Many higher earners are self employed, contracters or ceo's of companies, and there many ways in which they can write off expenses and thus avoid tax.
I have no idea why I paid less tax than I thought I should have-just that accountants do their thing and there always seem to be ways round it.
(It was only one year, so no idea if it would have been different the next year).

I guess if you are paye you do pay the full whack, but I wonder how many proper wealthy people are paye?

People were borrowing way more than they should have because the house prices were (and remain) so inflated that it was the only way to buy a house.
If renting was more stable, and cheaper, more people would be happy to rent.
It's normal here to pay more than 50% of your income on just housing alone.

And the banks are to blame because they were lending irresponsibly knowing the borrowers would default.
if there had not been the irresponsible lending, house prices would not have been able to become so high.

smallwhitecat · 24/01/2012 20:42

This reply has been deleted

Message withdrawn

ProgressivePatriot · 24/01/2012 20:43

i know what you mean. but if we start shooting them we become them. even if we do it for the right reasons.

can i entice you to join the Greens? we are a really lovely bunch... especially Caroline Lucas

join us...

garlicfrother · 25/01/2012 02:28

interesting thread, Boffy ....

I was raised pretty much the same as you, at around the same time. I would say the physical violence did, in fact, "do me some harm" but perhaps it was more extreme than yours.

Discussions on here have prompted me to think about "Care in the Community" so I was drawn to your thread. When it started, I thought it was stupid and inhumane. Now I look around at improved disabled access in many places, at people of various ages scooting round the shops in their mobility scooters, and at the little groups of mentally handicapped people I see around town, doing things and seeming very happy. And I think I was wrong.

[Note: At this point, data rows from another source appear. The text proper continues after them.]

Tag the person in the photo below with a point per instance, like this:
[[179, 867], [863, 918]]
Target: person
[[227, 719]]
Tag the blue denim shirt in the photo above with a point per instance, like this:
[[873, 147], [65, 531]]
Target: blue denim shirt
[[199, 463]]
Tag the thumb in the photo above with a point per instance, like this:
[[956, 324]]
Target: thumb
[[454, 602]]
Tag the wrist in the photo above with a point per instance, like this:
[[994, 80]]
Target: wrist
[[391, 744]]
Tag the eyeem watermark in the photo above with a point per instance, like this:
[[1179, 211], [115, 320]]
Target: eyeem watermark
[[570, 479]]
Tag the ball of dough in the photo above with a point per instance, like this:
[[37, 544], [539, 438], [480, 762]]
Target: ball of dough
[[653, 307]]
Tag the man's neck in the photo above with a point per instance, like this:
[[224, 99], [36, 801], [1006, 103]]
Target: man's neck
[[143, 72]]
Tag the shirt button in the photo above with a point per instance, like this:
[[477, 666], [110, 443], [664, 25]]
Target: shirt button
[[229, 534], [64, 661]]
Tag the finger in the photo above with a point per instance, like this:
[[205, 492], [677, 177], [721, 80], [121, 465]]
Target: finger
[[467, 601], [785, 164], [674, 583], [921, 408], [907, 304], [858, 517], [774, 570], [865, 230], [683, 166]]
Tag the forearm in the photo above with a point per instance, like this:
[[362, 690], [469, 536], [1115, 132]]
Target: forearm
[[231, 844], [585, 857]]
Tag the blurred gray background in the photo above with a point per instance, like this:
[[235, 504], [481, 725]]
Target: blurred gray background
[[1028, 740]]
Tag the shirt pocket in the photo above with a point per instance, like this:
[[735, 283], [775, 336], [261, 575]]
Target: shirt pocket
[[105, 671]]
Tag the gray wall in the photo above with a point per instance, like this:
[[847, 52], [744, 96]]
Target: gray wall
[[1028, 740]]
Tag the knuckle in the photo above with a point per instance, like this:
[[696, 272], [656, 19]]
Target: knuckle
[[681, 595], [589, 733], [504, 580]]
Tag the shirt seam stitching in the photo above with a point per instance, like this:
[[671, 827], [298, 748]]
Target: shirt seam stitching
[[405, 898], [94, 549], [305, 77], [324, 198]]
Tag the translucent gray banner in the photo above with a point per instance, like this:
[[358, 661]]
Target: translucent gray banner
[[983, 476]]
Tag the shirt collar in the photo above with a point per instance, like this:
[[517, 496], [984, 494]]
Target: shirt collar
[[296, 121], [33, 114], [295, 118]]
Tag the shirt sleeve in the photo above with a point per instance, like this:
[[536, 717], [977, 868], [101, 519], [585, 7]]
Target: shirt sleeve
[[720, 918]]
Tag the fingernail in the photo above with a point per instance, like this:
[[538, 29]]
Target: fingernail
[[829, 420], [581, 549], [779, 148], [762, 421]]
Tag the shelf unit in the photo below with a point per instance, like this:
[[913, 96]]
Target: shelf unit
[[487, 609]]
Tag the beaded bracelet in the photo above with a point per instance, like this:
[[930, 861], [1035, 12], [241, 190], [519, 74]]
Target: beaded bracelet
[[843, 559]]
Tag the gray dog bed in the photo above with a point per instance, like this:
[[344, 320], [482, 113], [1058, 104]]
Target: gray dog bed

I was wrong to assume disabled people wouldn't live contented lives 'out here' and I was massively wrong to assume they wouldn't get enough support. I was wrong because I had zero knowledge about disability - while I was at school, children who couldn't walk were considered ineducable and stuck in homes for the '"subnormal." Adults who got severely injured went into hospital and never came out. The apparently homogeneous society I lived in was hiding up to a third of its members so I knew nothing about them.

I like the way frailty's been supported in our communities. No system is perfect; it fails sometimes but on the whole I think it's enhanced lives for both the able and the less-able.

I do think we're heading rapidly back towards a highly institutional situation - and those institutions won't be nice; they'll be cut-price boxes for getting large chunks of 'awkward' citizens out of the way. That isn't a capitalist solution; it's more closely reminiscent of Soviet policy in the USSR. It is also, though, reminiscent of fascist policies in pre-war Germany: both left and right wing, then, but socialist in both cases.

I'm not on any wing. I'm a capitalist. If the economic arguments for slicing the legs off social support were irrefutable, I'd reluctantly agree with them. But they're not. I've pointed you to a factual summary on the Frothers thread, and look forward to your reply.

I guess the question is: When you describe yourself as right-wing, Boffy, do you mean capitalist - in which case your proposition here is leaky - or do you mean you believe in forced social control - in which case right and left wings look identical?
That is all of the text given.